Surprised? I think this example (or one very much like it) surprises those of us who started our careers as programmers. Many of us follow up this lesson with the related “UPDATE statements don’t have GROUP BY clauses” and then the lesson “How do I use CTEs?”

Indexed Views Don’t Support Max/Min Aggregates

Indexed views support a couple aggregate functions like COUNT_BIG() and SUM(). And with some trickery you can calculate AVG() and STDEV(). But SQL Server restricts the use of MAX() and MIN() in indexed views despite how useful they’d be.

It might help to understand why. SQL Server maintains indexed views as physical database objects and it can maintain aggregate values like COUNT() and SUM() by processing only the changing rows in the base table while safely ignoring the rest of the table. But I can’t say the same for MAX() or MIN(). If SQL Server supported MAX() and MIN() in indexed views, then when you delete the row in the base table that represents the MAX() value, SQL Server would have to search the rest of the base table to find the new MAX() value.
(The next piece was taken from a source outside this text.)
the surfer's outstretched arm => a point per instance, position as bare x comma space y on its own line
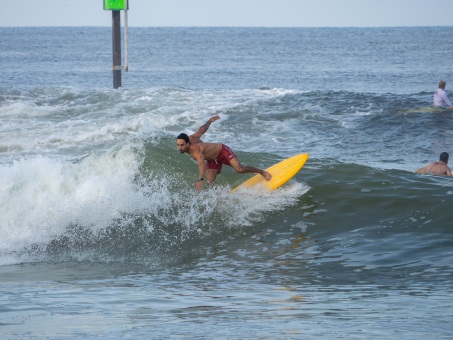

Check out the microsoft.connect feature suggestion Expand aggregate support in indexed views (MIN/MAX). Aaron Bertrand created this Connect suggestion and I like it because it shows how effective constructive feedback can be. I like it because of its description, comments and the useful workaround. The Microsoft team even gave some insight into how they almost included this feature in SQL 2008. This connect item only seems to be lacking an E.T.A. so go and cast your vote!

Bonus Content

I didn’t draw any illustrations this week so I’m including some bonus content (admittedly written by others):

Non-obvious Things From Twitter Friends

Request for Tweets: What thing in sql surprised you? Something not obvious. For me it was how the TRY and CATCH didn't always.

 I love how the log shipping "use default data and log folders" ... doesn't

how about how INSERT <tbl> VALUES (1),(2),(3) limits you to 1000 entries

Rolling time-window filtered index. The cool surprise - building each new index uses the existing one, so it's really quick.


  • Did you know Michael Keaton (born Michael Douglas) changed his name to avoid confusion with that other guy? Pretty wise.
  • Jes Schultz Borland reminded me recently that good writers use more active verbs. I took that advice to heart and turned the writing of this article into an exercise. I avoided using words like is, was or are here and I think it turned out pretty well.